PyErr_SetObject weirdness (HELP!)

Bernhard Herzog herzog at online.de
Fri Mar 3 08:15:15 EST 2000


Jason Tackaberry <tack-py at sault.org> writes:

> I'm experiencing some weird behaviour with PyErr_SetObject, and I need
> some guidance from you Python Gods. :)
> 
> I have a function that passes an instance of a class as the value
> parameter of PyErr_SetObject.

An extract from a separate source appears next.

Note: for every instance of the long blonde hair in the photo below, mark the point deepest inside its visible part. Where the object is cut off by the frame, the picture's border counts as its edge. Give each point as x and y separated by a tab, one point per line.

But in fact, I'm experiencing the
> weirdness described below when I pass any object (except a string
> object), so for the sake of simplicity, let's say I'm passiing a dict.
> Consider:
> 
> PyObject *dict = PyDict_New();
> PyDict_SetItemString(dict, "foo", PyString_FromString("bar"));
> // UserException is defined somewhere else
> PyErr_SetObject(UserException, dict);

The definition of UserException does matter. I'll assume that it was
created with PyErr_NewException and is derived directly from Exception
and doesn't add new methods (the traceback below confirms this)

Also note that dict is not an instance of UserException, so it's subject
to 'normalization'. Normalizatin occurs for instance, when an exception
is caught in python code and makes sure that it the type of an exception
is a class that the value is an instance of that class. If the value is
not already an instance, the class is instantiated with the value as
parameter. This seems to happen in your case.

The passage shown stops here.